Other outstanding swimmers include Edward Kawachika, who swam for Hilo High and would coach and captain The Ohio State University's swim team, Dennis Baker, who swam freestyle for Hilo High and set freestyle sprint records, Laurence Kaholo Hao, a national level competitor who swam for Hilo High and Indiana University, Masami Takahata, who swam for Kawamoto's Wailoa AA Club in the 1940s, Yoshinobu Terada, a national level swimmer who competed for Kawamoto's Wailoa Club in the 1940s, Joe Kalua, who swam for Hilo High in the 1950s, Walter Silva Jr., Roy Tanabe, Curtis and Robert Carlsmith, national level competitors who swam for Honolulu's Punahou Prep School, Carl Fujita who swam for Hilo High, and Masa Onuma, a Hilo High freestyle and distance swimmer who competed nationally.

==Retirement career==
Kawamoto retired from his job selling hardware at American Factors (AMFAC) in 1972 but continued coaching and conducting swimming classes for children. In 1973, he started a swimming-based exercise program for retired Hawaiians at the Senior Program of the Parks and Recreation Department. The program, which attracted wide attention in Hawaii, was named "aquathenics". In addition to providing greater mobility and recreation to seniors, it aided stroke patients and provided therapeutic benefit for handicapped individuals.

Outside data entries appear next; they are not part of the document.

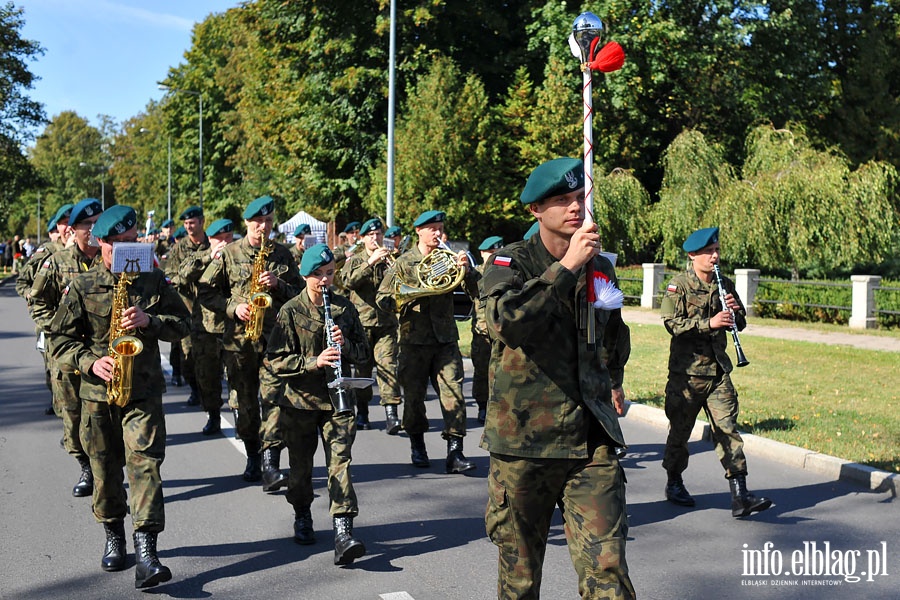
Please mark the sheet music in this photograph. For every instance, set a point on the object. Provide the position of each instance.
(132, 257)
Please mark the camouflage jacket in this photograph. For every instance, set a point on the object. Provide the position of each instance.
(25, 281)
(686, 309)
(80, 330)
(56, 272)
(226, 283)
(479, 324)
(363, 279)
(183, 250)
(298, 338)
(544, 382)
(202, 318)
(426, 319)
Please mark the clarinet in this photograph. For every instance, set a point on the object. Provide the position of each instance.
(742, 360)
(339, 395)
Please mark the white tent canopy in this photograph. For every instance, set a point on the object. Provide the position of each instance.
(319, 229)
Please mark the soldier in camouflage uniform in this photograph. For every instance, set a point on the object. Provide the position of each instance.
(699, 368)
(300, 233)
(133, 436)
(195, 241)
(363, 273)
(59, 237)
(429, 346)
(299, 354)
(207, 326)
(224, 287)
(53, 276)
(552, 425)
(481, 341)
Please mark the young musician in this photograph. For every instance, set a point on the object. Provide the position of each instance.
(699, 368)
(304, 354)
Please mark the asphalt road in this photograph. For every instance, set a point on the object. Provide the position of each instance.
(423, 529)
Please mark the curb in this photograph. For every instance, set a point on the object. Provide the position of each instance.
(822, 464)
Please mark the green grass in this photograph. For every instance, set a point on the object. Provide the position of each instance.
(836, 400)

Kawamoto died at Hilo Hospital on April 7, 1982. He was survived by his wife Haruko, three sons, a daughter, and seven grandchildren. He participated in the East Hawaii Kiwanis Club, the Kaumana Gardens Kumiai, as well as Hilo's Orchid Society.

==Honors==
In 1952, Kawamoto along with Yoshi Oyakawa were named Hawaii's Sportsmen of the Year. Kawamoto received a citation from the County Board of Supervisors in 1956, and Honolulu mayor Neal Blaisdell presented him with a civic award in the same year.

As a lasting tribute, the Ho'olulu Swim Stadium, was renamed the Sparky Kawamoto Swim Stadium in his honor in 1981. The pool is Olympic-sized and includes a diving tower. Several hundred swim supporters signed a petition requesting the name change which was approved by the Hawaii County Council, and an official ceremony was held with Hawaii County mayor Herbert Matayoshi on January 30, 1982 to unveil the sign designating the new name of the stadium. Kawamoto was present at the ceremonies that honored him but was in failing health. He served as an advisor when the county was planning the pool, which was constructed at a cost of around one million, and served as a venue for state and international swimming events.

Kawamoto was posthumously inducted into the Hawaii Swimming Hall of Fame in its inaugural year in 2002.

In 2025, Charles Kawamoto was posthumously inducted into the Big Island Sports Hall of Fame.